When Bezos created Amazon in 1994, he set out to build an institution like the ones that had carried him through the first three decades of his life. He would build his own aristocracy of brains, a place where intelligence would rise to the top. Early on, Bezos asked job candidates for their SAT scores. The company’s fifth employee, Nicholas Lovejoy, later told Wired that interviews would take the form of a Socratic test. Bezos would probe logical acuity with questions like Why are manhole covers round? According to Lovejoy, “One of his mottos was that every time we hired someone, he or she should raise the bar for the next hire, so that the overall talent pool was always improving.” When Bezos thought about talent, in other words, he was self-consciously in a Darwinian mode.
One former team leader, who is a person of color, told me that when top executives hear the word diversity, they interpret it to mean “the lowering of standards.” “It’s this classic libertarian thinking,” Coulter told me. “They think Amazon is a meritocracy based on data, but who’s deciding what gets counted and who gets to avail themselves of the opportunity? If VP meetings are scheduled at 7 a.m., how many mothers can manage that?”

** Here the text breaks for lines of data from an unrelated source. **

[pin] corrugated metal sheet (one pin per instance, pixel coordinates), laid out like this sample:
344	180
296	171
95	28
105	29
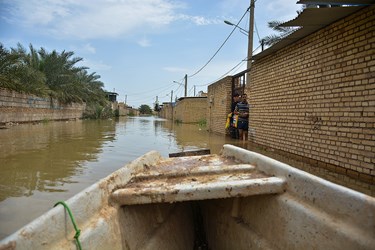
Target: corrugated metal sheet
310	21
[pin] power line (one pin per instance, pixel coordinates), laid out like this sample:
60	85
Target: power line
230	34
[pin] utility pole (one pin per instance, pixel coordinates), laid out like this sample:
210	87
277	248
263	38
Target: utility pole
185	85
250	39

On Jeff Bezos’s ranch in West Texas, there is a mountain. Burrowed inside its hollowed-out core is a cascading tower of interlaced Geneva wheels, levers, and a bimetallic spring. These innards, still not fully assembled, will move the Clock of the Long Now, a timepiece that has been designed to run with perfect accuracy for 10,000 years, with a hand that advances with each turn of the century. Bezos has supplied $42 million to fund the clock’s construction, an attempt to dislodge humans from the present moment, to extend the species’ sense of time. Bezos has argued that if humans “think long term, we can accomplish things that we wouldn’t otherwise accomplish.”
Bezos represents the archetypal human coming out of a liberal society: he realizes that the only game that matters is the long one, because most people by thinking in the short-term become enamored of illusions.
He has time only for function, and like an ultra-modernist, mates his grand ambitions and cold logic with an intense Romanticism for a better time. He sees Darwinism as a beneficial part of nature, not something to be feared.
While this sounds good, problems remain with Amazon: it reinvests all profits in growth, which creates an insatiable monster, and this beast runs the risk of growing too large and collapsing, leaving a void that all the businesses it displaced once filled.